Move activations to device

Bruce_zhuang · January 7, 2021, 7:08am

I need to somewhat move the activations to cpu after the computation graph is generated. For instance, some computation graphs are generated in the GPU as follows:

input1, input2 = torch.randn(128,3,32,32)
output1 = model(input)
output2 = model(input)

which would need the memory of about 2M with 2 computational graphs generated. Now I need to place the activations associated with output1 to cpu, such that the memory in GPU would fall down to about M. This should make sense, but I don’t know how to implement it. Thanks!

richard · January 7, 2021, 4:22pm

You can move output1 to cpu by doing output1.cpu(). Or are you asking how to move activations that were saved by the PyTorch autograd engine to CPU to avoid OOM-ing?

Bruce_zhuang · January 8, 2021, 7:01am

Yes. I am trying to move all the activations linked with output1, not just the tensor itself.

richard · January 8, 2021, 4:13pm

I don’t think there’s an easy way to do that in PyTorch today. One way you could save memory is to to use torch.utils.checkpoint, which re-computes the intermediate activations.

I think it would make sense for there to be a checkpointing option in PyTorch that saves activations on CPU to avoid using too much GPU memory. Please feel free to open us a feature request at Issues · pytorch/pytorch · GitHub.

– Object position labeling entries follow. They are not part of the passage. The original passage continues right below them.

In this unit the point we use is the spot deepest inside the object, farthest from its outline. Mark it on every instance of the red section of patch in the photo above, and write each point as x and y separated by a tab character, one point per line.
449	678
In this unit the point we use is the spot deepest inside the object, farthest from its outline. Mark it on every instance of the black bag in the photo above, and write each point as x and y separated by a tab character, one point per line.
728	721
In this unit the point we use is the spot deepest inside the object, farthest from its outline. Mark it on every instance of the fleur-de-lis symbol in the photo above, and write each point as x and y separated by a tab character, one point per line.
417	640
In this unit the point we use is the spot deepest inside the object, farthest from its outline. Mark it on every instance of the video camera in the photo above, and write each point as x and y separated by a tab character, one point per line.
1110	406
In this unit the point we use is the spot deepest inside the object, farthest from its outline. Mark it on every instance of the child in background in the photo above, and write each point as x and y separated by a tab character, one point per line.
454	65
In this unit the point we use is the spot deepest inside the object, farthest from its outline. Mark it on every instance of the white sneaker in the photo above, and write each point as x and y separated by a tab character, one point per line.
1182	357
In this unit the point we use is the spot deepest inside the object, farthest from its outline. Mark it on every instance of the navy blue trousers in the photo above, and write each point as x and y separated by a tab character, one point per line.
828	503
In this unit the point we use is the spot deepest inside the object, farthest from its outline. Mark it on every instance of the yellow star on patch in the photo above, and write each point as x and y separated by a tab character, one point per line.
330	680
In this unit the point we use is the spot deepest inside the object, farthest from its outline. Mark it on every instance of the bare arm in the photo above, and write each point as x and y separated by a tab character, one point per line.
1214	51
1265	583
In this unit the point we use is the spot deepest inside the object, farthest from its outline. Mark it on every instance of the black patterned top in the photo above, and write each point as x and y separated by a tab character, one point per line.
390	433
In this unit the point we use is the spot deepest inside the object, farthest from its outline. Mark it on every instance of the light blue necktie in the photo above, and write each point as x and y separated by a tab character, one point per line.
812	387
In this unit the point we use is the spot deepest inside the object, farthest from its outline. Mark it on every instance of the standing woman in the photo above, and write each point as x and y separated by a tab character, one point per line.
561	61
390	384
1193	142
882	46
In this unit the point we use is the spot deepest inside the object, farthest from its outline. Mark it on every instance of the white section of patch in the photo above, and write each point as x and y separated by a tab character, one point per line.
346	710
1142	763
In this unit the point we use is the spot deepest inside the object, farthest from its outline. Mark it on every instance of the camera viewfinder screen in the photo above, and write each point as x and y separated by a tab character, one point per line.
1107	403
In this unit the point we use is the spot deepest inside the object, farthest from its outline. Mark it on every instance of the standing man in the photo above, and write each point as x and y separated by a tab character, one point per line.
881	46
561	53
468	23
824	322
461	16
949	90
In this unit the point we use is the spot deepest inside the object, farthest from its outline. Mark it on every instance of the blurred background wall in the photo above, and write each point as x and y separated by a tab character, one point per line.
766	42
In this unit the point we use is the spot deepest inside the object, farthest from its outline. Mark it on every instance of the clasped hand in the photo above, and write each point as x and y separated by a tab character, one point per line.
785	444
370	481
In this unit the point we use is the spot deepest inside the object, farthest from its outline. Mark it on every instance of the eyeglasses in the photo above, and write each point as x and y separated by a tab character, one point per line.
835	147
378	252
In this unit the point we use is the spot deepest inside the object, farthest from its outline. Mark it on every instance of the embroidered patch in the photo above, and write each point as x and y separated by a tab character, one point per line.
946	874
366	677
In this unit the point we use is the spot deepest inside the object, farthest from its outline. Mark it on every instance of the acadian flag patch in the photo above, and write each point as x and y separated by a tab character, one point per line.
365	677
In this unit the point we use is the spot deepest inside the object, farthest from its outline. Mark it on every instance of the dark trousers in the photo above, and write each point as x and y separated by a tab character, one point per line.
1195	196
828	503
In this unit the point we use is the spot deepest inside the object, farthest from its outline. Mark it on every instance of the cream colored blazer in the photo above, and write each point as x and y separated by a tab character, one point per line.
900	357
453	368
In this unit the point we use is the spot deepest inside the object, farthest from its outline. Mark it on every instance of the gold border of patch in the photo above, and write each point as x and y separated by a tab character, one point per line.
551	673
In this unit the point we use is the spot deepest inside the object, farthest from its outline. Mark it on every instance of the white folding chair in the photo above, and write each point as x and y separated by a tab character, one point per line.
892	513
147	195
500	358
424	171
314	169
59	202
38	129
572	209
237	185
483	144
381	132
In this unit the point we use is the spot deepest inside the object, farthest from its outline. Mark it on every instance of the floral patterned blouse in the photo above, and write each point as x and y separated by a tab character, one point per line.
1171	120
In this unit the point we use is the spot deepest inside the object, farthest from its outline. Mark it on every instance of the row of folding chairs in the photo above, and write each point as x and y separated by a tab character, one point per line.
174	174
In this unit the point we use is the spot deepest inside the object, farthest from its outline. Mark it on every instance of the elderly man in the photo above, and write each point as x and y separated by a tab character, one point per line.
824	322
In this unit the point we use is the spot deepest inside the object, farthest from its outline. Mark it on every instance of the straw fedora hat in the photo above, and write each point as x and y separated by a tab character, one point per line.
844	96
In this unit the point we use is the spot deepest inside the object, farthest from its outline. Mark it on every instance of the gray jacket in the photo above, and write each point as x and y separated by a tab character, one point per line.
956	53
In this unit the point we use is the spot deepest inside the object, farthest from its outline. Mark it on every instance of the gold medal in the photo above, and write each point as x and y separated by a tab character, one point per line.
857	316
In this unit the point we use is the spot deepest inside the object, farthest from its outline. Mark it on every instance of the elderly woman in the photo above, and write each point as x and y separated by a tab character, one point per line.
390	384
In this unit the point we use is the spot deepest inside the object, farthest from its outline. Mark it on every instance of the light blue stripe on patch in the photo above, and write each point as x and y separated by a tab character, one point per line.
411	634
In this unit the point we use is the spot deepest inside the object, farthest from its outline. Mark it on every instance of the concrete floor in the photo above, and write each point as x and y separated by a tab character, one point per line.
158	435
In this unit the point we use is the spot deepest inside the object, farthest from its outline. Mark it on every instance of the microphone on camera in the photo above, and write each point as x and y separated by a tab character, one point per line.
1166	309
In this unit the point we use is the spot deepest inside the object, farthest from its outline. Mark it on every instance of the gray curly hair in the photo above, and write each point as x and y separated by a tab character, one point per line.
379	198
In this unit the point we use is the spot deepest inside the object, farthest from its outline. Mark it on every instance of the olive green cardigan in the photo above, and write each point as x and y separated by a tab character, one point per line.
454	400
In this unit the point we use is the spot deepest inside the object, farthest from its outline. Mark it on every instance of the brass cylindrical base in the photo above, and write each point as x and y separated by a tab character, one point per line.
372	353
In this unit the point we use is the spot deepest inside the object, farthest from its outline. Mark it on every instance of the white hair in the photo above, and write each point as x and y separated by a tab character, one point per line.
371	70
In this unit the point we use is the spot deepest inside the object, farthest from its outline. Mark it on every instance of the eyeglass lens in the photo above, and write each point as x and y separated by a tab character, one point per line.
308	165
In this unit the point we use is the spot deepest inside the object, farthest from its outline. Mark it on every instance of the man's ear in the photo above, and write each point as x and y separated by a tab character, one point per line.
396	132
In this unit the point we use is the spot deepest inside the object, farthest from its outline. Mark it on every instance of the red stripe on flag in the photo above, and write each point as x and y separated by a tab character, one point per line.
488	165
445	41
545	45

If you do want to go down the route of manually implementing this by yourself, one (very tedious) way is to

For each operator you’re using, write a custom autograd.Function
the custom autograd.Function has a forward pass. You’d have to manually write a backward pass for it, but that can be doable by copying and pasting the relevant code from pytorch/derivatives.yaml at master · pytorch/pytorch · GitHub
When saving tensors for the backward pass, convert them to CPU before saving.